Le pitch : Cette série met en scène le quotidien des employés de bureau d’une société de vente de papier, Dunder Mifflin, à Scranton en Pennsylvanie et de leur fantasque responsable, Michael Scott, dont le rôle est tenu par Steve Carell. Il s’agit de la même trame que la série originale britannique du même nom : The Office.
Créée par Greg Daniels, Paul Lieberstein, Ricky Gervais
Avec Steve Carell, John Krasinski, Rainn Wilson, Jenna Fischer…

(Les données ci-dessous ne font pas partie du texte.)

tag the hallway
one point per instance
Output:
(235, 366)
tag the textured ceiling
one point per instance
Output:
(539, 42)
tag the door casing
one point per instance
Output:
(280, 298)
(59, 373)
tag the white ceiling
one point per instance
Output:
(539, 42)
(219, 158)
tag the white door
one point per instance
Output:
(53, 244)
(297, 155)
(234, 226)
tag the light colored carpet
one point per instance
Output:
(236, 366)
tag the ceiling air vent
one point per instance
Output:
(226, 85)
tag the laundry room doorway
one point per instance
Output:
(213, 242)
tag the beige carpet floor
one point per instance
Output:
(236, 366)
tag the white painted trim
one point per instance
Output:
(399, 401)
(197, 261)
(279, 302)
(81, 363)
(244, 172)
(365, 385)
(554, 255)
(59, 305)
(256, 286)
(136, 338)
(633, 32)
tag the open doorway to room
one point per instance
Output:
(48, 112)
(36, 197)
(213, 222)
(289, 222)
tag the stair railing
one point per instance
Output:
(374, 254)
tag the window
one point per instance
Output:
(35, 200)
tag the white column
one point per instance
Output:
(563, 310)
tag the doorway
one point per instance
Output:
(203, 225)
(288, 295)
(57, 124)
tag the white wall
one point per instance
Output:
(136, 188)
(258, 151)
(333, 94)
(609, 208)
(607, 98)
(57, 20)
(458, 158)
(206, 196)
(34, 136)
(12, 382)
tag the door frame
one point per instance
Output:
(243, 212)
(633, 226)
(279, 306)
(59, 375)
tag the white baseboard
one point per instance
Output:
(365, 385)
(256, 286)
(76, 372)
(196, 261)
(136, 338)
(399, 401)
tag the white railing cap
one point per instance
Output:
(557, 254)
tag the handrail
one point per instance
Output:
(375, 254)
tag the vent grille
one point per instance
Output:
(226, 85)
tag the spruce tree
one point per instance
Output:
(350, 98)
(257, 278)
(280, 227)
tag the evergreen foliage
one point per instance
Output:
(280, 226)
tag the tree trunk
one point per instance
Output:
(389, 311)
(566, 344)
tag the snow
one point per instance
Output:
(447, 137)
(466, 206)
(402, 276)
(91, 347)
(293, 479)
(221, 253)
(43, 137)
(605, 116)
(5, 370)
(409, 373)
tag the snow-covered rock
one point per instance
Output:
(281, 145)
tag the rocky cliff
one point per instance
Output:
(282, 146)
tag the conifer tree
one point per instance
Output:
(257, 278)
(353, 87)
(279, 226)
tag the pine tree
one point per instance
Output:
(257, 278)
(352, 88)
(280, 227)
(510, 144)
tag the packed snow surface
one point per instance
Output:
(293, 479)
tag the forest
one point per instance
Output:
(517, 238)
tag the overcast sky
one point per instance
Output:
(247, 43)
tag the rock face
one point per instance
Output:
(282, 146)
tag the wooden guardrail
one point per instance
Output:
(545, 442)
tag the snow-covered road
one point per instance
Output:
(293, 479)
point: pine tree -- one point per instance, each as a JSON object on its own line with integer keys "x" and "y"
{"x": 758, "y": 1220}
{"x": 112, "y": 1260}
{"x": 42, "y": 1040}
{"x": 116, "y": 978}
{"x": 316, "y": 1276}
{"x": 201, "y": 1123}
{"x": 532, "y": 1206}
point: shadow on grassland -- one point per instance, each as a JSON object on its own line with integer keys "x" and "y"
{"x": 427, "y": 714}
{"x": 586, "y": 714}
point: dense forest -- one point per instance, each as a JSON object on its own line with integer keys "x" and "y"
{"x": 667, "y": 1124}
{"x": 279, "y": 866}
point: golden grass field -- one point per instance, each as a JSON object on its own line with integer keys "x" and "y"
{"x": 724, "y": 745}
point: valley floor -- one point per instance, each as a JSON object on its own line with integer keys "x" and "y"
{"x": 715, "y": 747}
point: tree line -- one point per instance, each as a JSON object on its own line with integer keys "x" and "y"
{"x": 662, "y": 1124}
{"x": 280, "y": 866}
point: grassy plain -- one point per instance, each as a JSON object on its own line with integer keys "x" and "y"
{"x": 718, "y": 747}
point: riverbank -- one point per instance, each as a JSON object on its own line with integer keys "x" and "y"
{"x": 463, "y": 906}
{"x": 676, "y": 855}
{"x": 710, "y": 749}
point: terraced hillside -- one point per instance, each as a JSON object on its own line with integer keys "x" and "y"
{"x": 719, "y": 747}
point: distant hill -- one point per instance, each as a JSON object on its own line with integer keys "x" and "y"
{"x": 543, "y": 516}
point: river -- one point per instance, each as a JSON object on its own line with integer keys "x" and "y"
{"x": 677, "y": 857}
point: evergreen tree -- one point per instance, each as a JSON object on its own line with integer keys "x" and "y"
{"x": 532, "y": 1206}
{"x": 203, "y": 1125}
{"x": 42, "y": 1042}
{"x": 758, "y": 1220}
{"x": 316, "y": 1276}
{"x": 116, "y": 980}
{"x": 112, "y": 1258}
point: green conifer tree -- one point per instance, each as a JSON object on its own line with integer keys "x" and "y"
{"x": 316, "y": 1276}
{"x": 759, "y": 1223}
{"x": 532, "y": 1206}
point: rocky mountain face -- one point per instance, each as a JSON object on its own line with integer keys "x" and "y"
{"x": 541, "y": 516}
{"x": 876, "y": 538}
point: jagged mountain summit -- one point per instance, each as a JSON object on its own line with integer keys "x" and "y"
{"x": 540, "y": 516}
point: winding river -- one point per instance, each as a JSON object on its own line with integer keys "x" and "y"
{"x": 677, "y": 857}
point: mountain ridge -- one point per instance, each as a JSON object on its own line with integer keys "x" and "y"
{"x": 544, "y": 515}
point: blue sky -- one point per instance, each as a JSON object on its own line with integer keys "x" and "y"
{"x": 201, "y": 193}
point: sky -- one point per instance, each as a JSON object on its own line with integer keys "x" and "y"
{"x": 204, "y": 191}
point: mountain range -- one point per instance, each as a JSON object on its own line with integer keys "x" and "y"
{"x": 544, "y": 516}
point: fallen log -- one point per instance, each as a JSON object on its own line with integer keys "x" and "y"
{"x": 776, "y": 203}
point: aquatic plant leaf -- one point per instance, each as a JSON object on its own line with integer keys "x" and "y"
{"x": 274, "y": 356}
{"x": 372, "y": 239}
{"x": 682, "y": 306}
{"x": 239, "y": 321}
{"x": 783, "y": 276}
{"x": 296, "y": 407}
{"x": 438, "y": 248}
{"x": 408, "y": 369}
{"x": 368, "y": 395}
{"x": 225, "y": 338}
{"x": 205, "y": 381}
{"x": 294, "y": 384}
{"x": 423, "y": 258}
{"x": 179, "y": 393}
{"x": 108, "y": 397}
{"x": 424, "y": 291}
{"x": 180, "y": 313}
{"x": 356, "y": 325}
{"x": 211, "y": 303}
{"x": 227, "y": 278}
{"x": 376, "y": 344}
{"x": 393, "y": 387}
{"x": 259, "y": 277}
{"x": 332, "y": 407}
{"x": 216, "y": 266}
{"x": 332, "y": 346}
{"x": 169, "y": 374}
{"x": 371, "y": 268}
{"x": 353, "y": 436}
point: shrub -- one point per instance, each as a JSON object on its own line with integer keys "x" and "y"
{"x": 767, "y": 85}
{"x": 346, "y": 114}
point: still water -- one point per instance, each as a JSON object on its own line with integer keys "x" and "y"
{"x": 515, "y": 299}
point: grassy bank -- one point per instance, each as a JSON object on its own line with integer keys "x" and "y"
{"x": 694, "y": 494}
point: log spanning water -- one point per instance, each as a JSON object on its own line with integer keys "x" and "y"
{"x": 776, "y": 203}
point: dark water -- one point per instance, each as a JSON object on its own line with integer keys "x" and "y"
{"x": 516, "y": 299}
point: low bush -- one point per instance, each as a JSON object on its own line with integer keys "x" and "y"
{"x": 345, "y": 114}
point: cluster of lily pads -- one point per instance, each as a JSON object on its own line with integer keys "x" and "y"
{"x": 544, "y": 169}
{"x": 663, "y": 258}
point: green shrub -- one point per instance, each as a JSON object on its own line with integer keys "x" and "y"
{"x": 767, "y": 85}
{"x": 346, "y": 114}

Disponible sur Amazon Prime

Mon avis : Il y a quelques années, j’avais tenté The Office (US) et je n’avais pas accroché car je ne comprenais pas le personnage de Steve Carell que je trouvais détestable, dans un univers gris et constamment constipé. Puis j’ai retenté et il faut dire qu’une fois passée cette première saison de 6 épisodes qui installe un décor austère et souvent gênant, The Office est devenu une de mes séries favorites que je bingewatche depuis près d’un an (en boucle donc). Adapté de la version UK créé par Ricky Gervais, The Office se présente comme un faux documentaire sur la vie dans une entreprise moyenne avec des américains moyens. Oubliez donc le glamour d’édition de magazine new-yorkais ou le drama des coulisses de la politique : pour quiconque ayant déjà travaillé dans un bureau, The Office vous rappellera les travers de la vie corporate. Mais c’est surtout l’humour et l’écriture de la série qui est brillante : Steve Carell incarne un patron, Michael Scott, à la fois bête et suffisant qui finit par laisser filtrer une générosité et une bonhomie simplette si touchante qu’on finit par l’adorer, tout comme Dwight (incarné par Rainn Wilson), le mec rigide et fayot qui finit par attirer plus de sympathie que le duo phare de la série, Jim et Pam (incarnés par Krasinski et Fischer), pourtant symboles de la normalité dans un monde déformé. De même, sans les personnages secondaires, la série serait plus plate : je n’imagine pas The Office sans Angela et ses mœurs datées, Kevin le glouton, Stanley et ses mots-croisés ou encore les héros de la warehouse. En plus, même si Steve Carell quitte la série en fin de saison 7, le show ne perd pas une once de qualité durant les deux saisons restantes, parvenant à trouver une nouvelle dynamique qui aurait pu fonctionner encore plus longtemps. Bref, c’est que du bonheur et je reste persuadée que les scénaristes détestaient le personnage de Pam (#IHatePam).
À tenter si les séries qui montrent un monde du travail surréaliste vous agacent – vous n’êtes pas un avocat piégé dans un complot criminel, un journaliste millenial qui bosse à la rédaction d’un magazine trop fashion et certainement pas un RP à la Maison Blanche. Oui, les comptables et les commerciaux ont aussi une vie !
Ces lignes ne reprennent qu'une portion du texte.